Ich wäre sehr dankbar, wenn ich einen anderen Weg gehen könnte. Vielleicht können Sie mir weiterhelfen. Vielen Dank im vorraus. Mit freundlichen Grüssen, JÜRGEN



Hallo Peter, ich habe mit Bj 49 seit längerem Asthma-Probleme. Offensichtlich über Allergie. Ich nehme Foster Spray, morgens und abends zur leichteren Atmung. Anfälle usw habe ich nicht. Ich arbeite mit dem Ultrabreathe. Wichtig ist die Lungenfunktionsprüfung. Mit freundlichen Grüßen, Jochen



Hallo Peter, habe Deinen Newsletter gelesen. Habe in meiner „aktiven" Zeit vor Wettkämpfen Araane genommen, Dauerbehandlung mit einem kortisonhaltigen Präparat (Diskus, Name ist mir entfallen).

Heute nehme ich nur noch Symbicort, das eine Kombination von Sofortwirkstoff und Langzeitbehandlung (Kortison) ist.
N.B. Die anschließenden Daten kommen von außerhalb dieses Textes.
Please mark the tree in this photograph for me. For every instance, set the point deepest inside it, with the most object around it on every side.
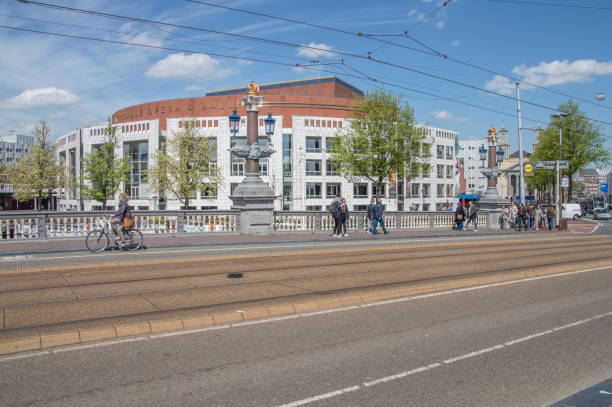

Mein Arzt sagte mir damals, durch die Medikation erreiche ich die Werte eines durchschnittlichen Normalmenschen. Ich habe aber auf hohem Niveau Ausdauersport betrieben (Marathon 2:43, Halbmarathon 1:15), jeden Tag Training, nicht auszudenken, wenn ich kein Asthma gehabt hätte ... :-). Mein Lungenvolumen war und ist nicht außergewöhnlich groß, die Sauerstoffverwertung/gehalt ebenfalls nicht überdurchschnittlich (also alles normal, ein trainierter Marathonläufer hat da sicherlich mehr).

Habe selten im Wettkampf Asthma-Atemnot gespürt, eher die Atemnot, die jeder hat, wenn man zu schnell angeht. War also durch die Medikation beschwerdefrei und in der Lage, mich Wettkämpfen zu stellen und teilweise sogar gut abzuschneiden. Hatte anfangs allergisches Asthma (Gräser, Birke), nach Hypersensibilisation war das aber weitgehend weg. Ich glaube aber, im Winter (Cross etc.) war ich besser drauf als im Sommer; d.h. die kalte Luft hat mir überhaupt nichts ausgemacht, und es kann sein, dass ich doch im Sommer etwas (kaum merklich) eingeschränkter war.

Heute ist es so, dass ich mich ganz bewusst lange langsam einlaufen muss, ehe ich mich einigermaßen voll belasten kann (ist ja in der Regel auch so). Also z. B. fußballerisches Laufen (kurze Sprints aus dem Stand) machen mich sofort atemlos. Dagegen nach 10 km Dauerlauf 5 Steigerungen im Maximaltempo (50-100 m) sind ok. Hast Du noch spezielle Fragen zu Asthma und Laufen? Mit freundlichen Grüßen, Holger



Ich hoffe, dass wir mit diesen Texten war den Erkrankten helfen können. Wir sind aber nicht ganz sicher, ob wir solche Artikel hier bringen sollen. Vielleicht schreibst du einmal ein paar kurze Zeilen zu diesem Thema.